Okay, now I've got a good one. The core of this scoop came from the sitescooper mailing list and was written by Kennis Koldewyn. I've just expanded and tweaked it a bit. The basic idea is great. You have an html file on your desktop that contains links to all the text only menus at the NYT. This local html file is your URL. The site file is 3 levels deep, so you get your local file as the top level, then the link to headlines, and finally the stories. In preliminary testing it has performed admirably.

However, there are a few outstanding issues. First, I recommend that you severely limit the categories from which you download. There are a lot of stories available and your converted file can easily get big in a hurry. The raw html file here has every option commented out except for National and International headlines. But I have included every category that you see on this page. What you must do is delete the open and close comment markers on the sections that you want. (Open comment is "".) I've been using only 10 sections and I can quickly go up to 900KB unconverted. (iSilo then shrinks this back down to around 300KB.) If your raw converted filesize is above 500KB, sitescooper will stop scooping. You have to add a parameter into your scooping command to redefine the limit. For example, if your command is:

perl sitescooper.pl -site NYTimes.site -misilox

and sitescooper is reporting that it's running over the limit, you can add a parameter like the following:

perl sitescooper.pl -site NYTimes.site -limit 1000 -misilox

This will up the limit to 1000KB. If it's still not enough go back and change it again.

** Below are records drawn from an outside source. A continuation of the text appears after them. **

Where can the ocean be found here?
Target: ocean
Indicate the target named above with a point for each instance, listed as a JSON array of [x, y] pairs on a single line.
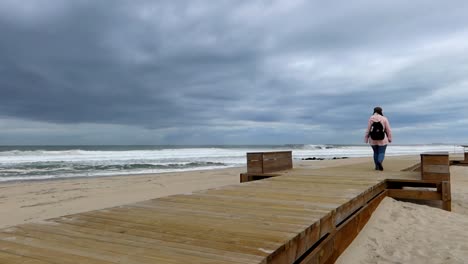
[[22, 163]]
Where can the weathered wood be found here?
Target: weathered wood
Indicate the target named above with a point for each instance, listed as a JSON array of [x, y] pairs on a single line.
[[336, 242], [266, 162], [435, 166], [414, 194], [446, 196]]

Also, some of the categories keep stories that are way out of date. If the stories are more than 10 days old, the URL that this site file uses gets redirected (because of the way that NYT archives their old content) and you lose the printer-friendly page. So if that page is split over two pages, you won't get the second page. I have tried a few tricks, such as setting the "StoryFollowLinks" parameter in the site file to 1, but hasn't worked. I'm also looking at possible ways to filter out the older URLs and just not scoop them at all, but that involves some perl date manipulation, and I haven't got that knack yet.

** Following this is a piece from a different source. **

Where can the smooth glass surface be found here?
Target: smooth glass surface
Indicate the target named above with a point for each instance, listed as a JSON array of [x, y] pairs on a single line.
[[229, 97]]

Also, sometimes I've seen story pages left blank on one run that work fine on the next run. This may be some sort of network issue or something. But if it doesn't work the first time through, try running it again and see if it picks up what it missed the first time around.

Regardless, in my testing it has worked fabulously. There's no cookies issue. The printer friendly pages make for nice reading. If you've been waiting for a non-Avantgo NYTimes, here's your chance. If this works for you, please let me know! If you encounter any weird behavior, please let me know. I haven't checked even a 1/4 of the possible pages, so anything could happen. The movies section had slightly different formatting than the other pages and required a little tweaking. Some other section might also.

To summarize, download the new_york_times.html file below (actually it shows up as new_york_time.txt, because html extension is not allowed - once you download it, change the extension back to html). Download the NYTimes.site file. Put them in your sitescooper folder. You will have to edit the URL portion of the site file to reflect exactly where the new_york_times.html file is. Then create a batch to run this one exclusively, like in the examples at the top of the page, or add the NYTimes.site file to your sites directory and let it run when the rest of your sites run.

Sitescooper is more complicated than the other guys, but well worth the effort. Any questions or comments? Let me hear it...